На месте Воронвэ они увидели дядю Финарфина.
Исчезло не только лицо Воронвэ, но и его одежда, обувь, волосы; золотистые волосы Финарфина были собраны кружевными, тончайшей ваньярской работы золотыми заколками-листьями. На нём был уже не сине-чёрный костюм гондолинского князя, а тонкая, белая батистовая рубашка с золотой вышивкой-мережкой, пронизанной крошечными бриллиантами (эта работа, подумал любивший вышивки Амрод, должна была стоить дороже, чем все королевские одежды Гил-Галада) и такие же штаны, окантованные золотом.
Рукава рубашки доходили до локтя, и все увидели на его руках и на шее пожелтевшие, побелевшие, но всё же заметные синяки и царапины, оставшиеся после нападения на Арголдо.
– Какой сюрприз, – сказала Лалайт. – Ты кто вообще такой?
– Я – король нолдор, – сказал Финарфин, отшатываясь и судорожно хватаясь за ткань рубашки, – Ф… Фин… Арафинвэ, нолдоран…
– У меня для тебя плохие новости, не помню какой по счёту Финвэ, – ответила Лалайт. – Вот это, – и она показала на Гил-Галада, – король нолдор, прошлый, настоящий и будущий, а ты какой-то непонятный блондин в белых подштанниках, который скрывался среди нас в виде другого непонятного типа, который якобы плавал куда-то в Аман. Где он, кстати? Ну вот Кирдан тоже наверняка интересуется, Воронвэ вроде бы по матушке из его народа.
– Сейчас я отправляюсь обратно в Аман, – сказал Финарфин, – и я возьму с собой Гвайрена… Это всё не твоё дело!
– Ты никуда не отправляешься, – сказала Лалайт, – никого с собой не берёшь, и дело это моё. Пойдём со мной, а то ты и правда куда-нибудь поплывёшь.
Лалайт схватила Финарфина и потащила к воротам в башню, обратно в сад с фонтаном. Он попытался вырваться, но она приставила к его глазам длинный и узкий кинжал, удерживая при этом его руки сзади.
– Если ты ещё будешь шевелиться, я тебе сломаю пальцы и выколю глаз. Кирдан, пожалуйста, закрой за нами дверь, а то ещё правда уплывёт куда-нибудь. Если ты не хочешь выполнять мою просьбу, пусть это сделает Арминас или Гельмир.

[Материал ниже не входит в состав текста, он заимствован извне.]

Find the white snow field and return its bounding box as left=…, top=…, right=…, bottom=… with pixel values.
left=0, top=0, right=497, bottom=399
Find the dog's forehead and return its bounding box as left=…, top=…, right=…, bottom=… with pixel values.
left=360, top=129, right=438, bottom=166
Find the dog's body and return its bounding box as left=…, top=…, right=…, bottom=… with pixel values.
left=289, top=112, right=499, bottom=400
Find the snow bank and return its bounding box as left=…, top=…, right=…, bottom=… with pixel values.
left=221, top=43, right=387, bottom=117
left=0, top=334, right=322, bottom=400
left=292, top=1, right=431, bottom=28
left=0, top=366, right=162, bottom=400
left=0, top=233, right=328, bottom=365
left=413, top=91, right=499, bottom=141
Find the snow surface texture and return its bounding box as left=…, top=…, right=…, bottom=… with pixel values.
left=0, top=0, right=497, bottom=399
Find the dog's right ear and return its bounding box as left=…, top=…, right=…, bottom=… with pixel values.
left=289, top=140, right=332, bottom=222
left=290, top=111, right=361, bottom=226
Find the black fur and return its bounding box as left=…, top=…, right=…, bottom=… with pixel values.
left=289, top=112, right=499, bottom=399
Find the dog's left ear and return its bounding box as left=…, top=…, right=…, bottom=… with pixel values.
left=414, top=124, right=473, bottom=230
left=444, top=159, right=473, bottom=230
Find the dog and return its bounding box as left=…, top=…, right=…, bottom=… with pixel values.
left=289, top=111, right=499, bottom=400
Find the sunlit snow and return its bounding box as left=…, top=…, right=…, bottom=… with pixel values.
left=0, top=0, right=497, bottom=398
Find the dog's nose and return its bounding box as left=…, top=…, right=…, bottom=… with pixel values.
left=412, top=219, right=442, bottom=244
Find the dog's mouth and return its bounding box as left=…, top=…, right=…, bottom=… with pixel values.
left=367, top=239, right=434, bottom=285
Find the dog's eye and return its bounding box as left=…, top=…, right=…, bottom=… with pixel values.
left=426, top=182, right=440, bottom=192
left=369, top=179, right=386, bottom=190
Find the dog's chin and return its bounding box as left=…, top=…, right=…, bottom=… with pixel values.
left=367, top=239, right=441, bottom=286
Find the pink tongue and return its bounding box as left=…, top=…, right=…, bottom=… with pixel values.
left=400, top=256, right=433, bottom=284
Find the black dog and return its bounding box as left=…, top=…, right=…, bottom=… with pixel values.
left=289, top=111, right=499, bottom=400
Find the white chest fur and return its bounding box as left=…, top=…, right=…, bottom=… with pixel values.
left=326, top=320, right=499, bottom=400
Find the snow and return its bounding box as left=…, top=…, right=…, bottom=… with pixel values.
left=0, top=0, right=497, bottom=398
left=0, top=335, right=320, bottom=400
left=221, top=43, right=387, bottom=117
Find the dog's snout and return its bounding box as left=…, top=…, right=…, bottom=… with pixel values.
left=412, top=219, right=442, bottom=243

– Запри дверь, – велел холодно Кирдан Арминасу. Служитель Кирдана, невысокий эльф со светлыми, почти как у Келегорма, волосами повернул ключ и повесил его себе на пояс.
Майтимо показалось, что в саду душно. Деревья будто бы ломились от розовых и фиолетовых цветов; лепестки почти закрыли воду в фонтане, и от воды шёл едва заметный запах застойной гнили. От присутствия Финарфина вдруг возникло чувство, что тут тесно, что их тут слишком много.
– Арафинвэ, передо мной ты тоже должен ответить. Объясни нам, что ты здесь делал? – сказал Кирдан.
– Я хотел, как лучше, – сказал Финарфин. – Я… я приехал за своим сыном. За ним вот, – и он указал на Гвайрена. – Вы знаете, он ведь мой самый младший сын. Родился уже после… родился потом. Он не совсем в себе. Не обращайте внимания на то, что он говорит.
– Он действительно убил кого-то? – спросил Кирдан.
– Ну… это я просто так сказал, чтобы вы его со мной отпустили, – Финарфин нервно улыбнулся. – Вы бы не поверили, что он мой сын… Бедная моя душечка, он так хотел помочь Финдарато, потому и очутился здесь. Ну ты же видишь, что из этого ничего не вышло, – обратился он к Гвайрену. – Давай вернёмся домой.
– Давай-ка начнём сначала, – Лалайт усадила Финарфина перед собой на покрытый золотом, с усыпанной жемчугом спинкой трон Гил-Галада, связав пленнику руки платком и протянула к нему тонкую резную тросточку; на конце её выскочило длинное лезвие, которое она практически вставила ему в глаз и иногда поводила им то перед его глазами, то перед губами, то перед горлом. Через минуту Финарфин попытался двинуться, но на его шее тут же появился порез. – Я тебя просто порезала, Арафинвэ, – сказала Лалайт, – я тебя просто больно порезала, но ещё на три волоска глубже, и ты истечёшь кровью за четверть часа. Конечно, за это время ты успеешь нам всё рассказать, но мне хотелось бы поговорить с тобой подольше. Так что сиди.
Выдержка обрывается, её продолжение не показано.